The decade in Bigfootery began with pondering over the Skookum cast (2000) but ended with the Big Guy a greater star in the commercial circles than the scientific ones. What happened to the rest of the cryptid critters? Did they find their place amidst scientific nomenclature? Or, did society simply reinvent them in a new form? I took a look at all the top stories in cryptozoology from the past 10 years to see what transpired. (Thanks to Loren Coleman for compiling these lists every year. I never miss it.) Here are my observations (along with undue commentary and speculation).

Almost…

Alien big cats (ABCs) in the United Kingdom were on track to be exposed as genuine in 2002. With various interesting finds and plausible theories of origin, big cats were coming out into the light. Then, they seemed to shrink in size under a critical eye, fizzling in interest with no resolution, no consensus and no well-established explanations. Those kitties are stealthy.
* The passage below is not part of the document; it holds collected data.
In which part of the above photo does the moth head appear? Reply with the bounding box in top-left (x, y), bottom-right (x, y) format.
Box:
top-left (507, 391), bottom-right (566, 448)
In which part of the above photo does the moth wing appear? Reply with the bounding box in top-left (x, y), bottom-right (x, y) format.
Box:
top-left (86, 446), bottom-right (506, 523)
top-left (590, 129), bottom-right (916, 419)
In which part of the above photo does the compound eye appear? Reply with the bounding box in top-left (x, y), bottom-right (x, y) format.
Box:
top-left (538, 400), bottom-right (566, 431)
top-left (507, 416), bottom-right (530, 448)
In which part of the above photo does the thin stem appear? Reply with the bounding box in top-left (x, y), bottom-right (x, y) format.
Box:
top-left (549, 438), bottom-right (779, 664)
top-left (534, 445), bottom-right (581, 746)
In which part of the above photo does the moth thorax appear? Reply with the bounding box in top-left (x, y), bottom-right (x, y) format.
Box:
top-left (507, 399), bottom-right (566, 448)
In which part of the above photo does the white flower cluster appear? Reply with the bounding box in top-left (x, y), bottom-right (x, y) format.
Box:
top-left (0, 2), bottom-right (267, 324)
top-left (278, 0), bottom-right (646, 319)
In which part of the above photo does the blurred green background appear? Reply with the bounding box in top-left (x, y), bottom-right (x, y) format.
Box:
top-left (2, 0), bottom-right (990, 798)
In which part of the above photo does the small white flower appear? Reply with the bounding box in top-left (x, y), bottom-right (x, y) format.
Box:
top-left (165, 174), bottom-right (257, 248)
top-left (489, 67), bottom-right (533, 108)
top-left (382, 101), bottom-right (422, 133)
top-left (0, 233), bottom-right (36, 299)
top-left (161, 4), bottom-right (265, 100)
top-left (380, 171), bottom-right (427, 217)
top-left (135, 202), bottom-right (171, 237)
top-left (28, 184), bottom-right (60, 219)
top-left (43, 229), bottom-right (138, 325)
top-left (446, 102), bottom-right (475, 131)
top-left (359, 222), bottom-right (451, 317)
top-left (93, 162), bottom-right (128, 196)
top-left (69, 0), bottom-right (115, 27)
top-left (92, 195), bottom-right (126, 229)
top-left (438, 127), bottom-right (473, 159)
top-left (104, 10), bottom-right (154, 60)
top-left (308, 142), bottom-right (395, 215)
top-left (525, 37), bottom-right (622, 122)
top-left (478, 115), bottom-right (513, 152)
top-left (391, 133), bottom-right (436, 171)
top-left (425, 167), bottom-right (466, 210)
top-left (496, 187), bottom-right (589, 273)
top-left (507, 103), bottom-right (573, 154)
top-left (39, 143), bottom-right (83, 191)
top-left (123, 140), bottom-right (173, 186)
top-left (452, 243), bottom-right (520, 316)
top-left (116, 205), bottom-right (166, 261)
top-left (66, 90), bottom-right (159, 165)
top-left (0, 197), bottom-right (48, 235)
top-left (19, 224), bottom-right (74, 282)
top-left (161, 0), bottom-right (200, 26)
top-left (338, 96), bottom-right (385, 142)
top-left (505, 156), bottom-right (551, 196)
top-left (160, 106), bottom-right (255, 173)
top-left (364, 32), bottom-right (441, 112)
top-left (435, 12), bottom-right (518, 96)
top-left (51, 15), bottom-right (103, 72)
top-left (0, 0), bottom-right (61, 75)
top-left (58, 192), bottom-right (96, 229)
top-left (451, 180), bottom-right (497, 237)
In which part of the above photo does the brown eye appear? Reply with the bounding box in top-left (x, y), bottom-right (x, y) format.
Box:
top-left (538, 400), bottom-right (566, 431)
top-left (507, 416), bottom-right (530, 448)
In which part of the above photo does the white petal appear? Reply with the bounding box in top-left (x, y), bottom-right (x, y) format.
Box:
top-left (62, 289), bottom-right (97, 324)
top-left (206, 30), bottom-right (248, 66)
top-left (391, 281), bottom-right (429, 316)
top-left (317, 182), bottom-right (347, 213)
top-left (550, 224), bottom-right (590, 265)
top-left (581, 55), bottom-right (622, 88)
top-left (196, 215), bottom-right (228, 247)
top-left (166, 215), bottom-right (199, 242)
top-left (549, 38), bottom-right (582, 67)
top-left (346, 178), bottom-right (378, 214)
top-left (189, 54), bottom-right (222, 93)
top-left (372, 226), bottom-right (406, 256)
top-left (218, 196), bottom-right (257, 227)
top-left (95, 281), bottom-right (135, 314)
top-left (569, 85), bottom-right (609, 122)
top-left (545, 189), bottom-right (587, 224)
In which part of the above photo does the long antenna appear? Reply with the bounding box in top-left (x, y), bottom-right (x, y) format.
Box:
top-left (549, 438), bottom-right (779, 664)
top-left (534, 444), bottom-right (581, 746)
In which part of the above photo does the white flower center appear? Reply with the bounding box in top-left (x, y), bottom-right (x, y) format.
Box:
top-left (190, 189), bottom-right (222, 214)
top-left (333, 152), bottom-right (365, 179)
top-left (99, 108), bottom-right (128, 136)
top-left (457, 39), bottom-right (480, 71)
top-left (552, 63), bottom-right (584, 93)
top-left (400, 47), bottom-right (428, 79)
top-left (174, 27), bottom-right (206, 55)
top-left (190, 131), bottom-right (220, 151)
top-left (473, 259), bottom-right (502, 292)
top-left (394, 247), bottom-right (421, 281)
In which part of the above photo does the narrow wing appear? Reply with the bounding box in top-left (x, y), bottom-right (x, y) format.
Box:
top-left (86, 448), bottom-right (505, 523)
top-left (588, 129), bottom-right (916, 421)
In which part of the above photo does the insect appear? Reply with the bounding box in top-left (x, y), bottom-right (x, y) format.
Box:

Tantalizing stories that went no where included the Myakka ape photos (2000-2001) from Florida. Further details were never clarified about this very real-looking orangutan fellow. Was this a zoo photo? The case is cold.

The orang-pendek may have left hair and prints for intrepid explorers. But, the results were far from conclusive. Then, the ivory-billed woodpecker caused hope to surge (2005-2006) for cryptid-hunters and birdlovers everywhere. By the end of the decade, we were no closer to having confirmatory evidence that it lives on in the Arkansas swamps.

Lake monsters tanked

Lake monsters made big waves early in the 2000s. “A monster for every lake” (or pond) seemed to be the slogan for mystery seekers and tourists boards everywhere. It was obvious that many tales were exaggerated or fabricated to draw attention and visitor dollars. Other were better explained by more common swimming beasties like moose, deer and otters in a row. Those who imagined a bigger body mass just submerged beyond sight HATED the hypothesis that otters could be the cause of surface disturbance.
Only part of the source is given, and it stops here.